For me, life is a series of "Adventures!" An Adventure takes both effort and sacrifice.
It is exciting and provides a life giving source.
The trip of discovery has been wonderful and entertaining.
And now, in these perilous times, it provides comfort and peace and the delight of my own efforts and trials.
I think that the joy of your own findings outweighs all.
 
I like this topic.

I just started using a safety razor. This is what I put together for my starter kit.

Pre shave oil I am using American Shaving Pre-Shave Oil - Sandalwood Barbershop Scent. This is my first pre shave oil. I am not sure if it works better than coconut oil or not, but I like that it has argan and jojoba oil which I think is good for the skin. I like that it is lightly scented. I do not care for strong scents they tend to make me sneeze. I think it is a good price it comes in a two ounce pump bottle for about $15.00


I am using the rocky mountain barber company (best?) badger brush. This is my first shaving brush I have nothing to compare it to. I bought it because it is inexpensive and is a badger hair brush. On the web it is advertised as a best badger brush but the box it came in does not mention ‘best”. The brush feels a little bit prickly on the face. It is in the breaking in process. I think any brush company can grade the badger hair anyway they want. Its not like I can call the badger hair police.



For a shaving soap I have a puck of Pre De Provence Bergamot & Thyme. I am still learning how to make a decent lather. I have been trying bowl lathering. I have hard water and a new badger brush there is a learning curve. The soap has a clean soap smell it is not offensive. It is shea butter enriched; the first time I used it my wife noticed right away. She never said anything when I used Barbasol. I have Barbosal, Cremo and TOBS (on order) for a back up should my lathering not be up to snuff.


I bought an EJ DE89lbl safety razor. It seems everyone says it is a good starter razor. It will be a good base line for comparison should I want to change razors.

I have a sampling of premium blades I have only used the Derby extra so far.
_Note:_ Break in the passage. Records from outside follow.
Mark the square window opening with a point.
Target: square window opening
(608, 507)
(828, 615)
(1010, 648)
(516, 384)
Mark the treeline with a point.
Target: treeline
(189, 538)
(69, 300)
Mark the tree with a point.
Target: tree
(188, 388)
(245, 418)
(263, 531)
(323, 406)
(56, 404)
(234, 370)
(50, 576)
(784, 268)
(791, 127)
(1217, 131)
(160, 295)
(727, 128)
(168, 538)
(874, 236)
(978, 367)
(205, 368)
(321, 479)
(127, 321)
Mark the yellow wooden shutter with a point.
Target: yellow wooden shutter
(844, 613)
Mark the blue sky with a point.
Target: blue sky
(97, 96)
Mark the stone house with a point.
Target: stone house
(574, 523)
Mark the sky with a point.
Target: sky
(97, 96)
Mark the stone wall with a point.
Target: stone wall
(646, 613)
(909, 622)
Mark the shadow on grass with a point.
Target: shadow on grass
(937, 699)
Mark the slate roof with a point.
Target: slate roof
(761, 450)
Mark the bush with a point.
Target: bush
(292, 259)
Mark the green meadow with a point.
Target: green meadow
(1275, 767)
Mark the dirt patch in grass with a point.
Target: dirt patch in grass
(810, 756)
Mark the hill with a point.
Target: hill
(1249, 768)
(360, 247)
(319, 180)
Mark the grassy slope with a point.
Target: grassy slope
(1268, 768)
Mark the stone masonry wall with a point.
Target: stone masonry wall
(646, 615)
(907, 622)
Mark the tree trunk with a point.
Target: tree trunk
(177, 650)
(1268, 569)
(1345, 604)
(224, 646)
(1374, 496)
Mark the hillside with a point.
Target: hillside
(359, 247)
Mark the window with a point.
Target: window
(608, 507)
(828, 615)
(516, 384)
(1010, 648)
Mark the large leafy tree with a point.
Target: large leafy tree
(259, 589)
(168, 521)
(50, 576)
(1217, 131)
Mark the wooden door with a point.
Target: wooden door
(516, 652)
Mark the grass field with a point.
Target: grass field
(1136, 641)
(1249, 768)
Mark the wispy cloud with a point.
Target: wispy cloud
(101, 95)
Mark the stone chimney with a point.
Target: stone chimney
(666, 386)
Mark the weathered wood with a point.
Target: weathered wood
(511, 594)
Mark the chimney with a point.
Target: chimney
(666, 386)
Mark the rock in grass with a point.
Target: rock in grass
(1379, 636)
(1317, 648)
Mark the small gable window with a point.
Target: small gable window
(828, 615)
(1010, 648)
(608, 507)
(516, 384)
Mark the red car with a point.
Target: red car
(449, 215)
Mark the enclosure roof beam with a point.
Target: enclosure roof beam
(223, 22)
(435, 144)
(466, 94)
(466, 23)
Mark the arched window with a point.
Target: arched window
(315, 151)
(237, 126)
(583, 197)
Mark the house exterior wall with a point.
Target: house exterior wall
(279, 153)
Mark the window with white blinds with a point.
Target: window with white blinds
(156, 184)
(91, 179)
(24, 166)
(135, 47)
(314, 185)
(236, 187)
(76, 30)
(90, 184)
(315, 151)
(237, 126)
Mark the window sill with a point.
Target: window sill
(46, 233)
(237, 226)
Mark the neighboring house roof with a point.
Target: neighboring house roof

Nothing to compare to yet.

I am using Osma alum block and Nivea sensitive shave balm.

That’s it that’s my starter kit.
 
I'd have bought a vintage Gillette Tech to start with, and used a cream like Taylor of Old Bond Street rather than Edge Gel and Barbasol. (Nothing wrong with Barbasol, though; I use it now and then.) Some Clubman Pinaud powder on the face and throat would have been a good idea too.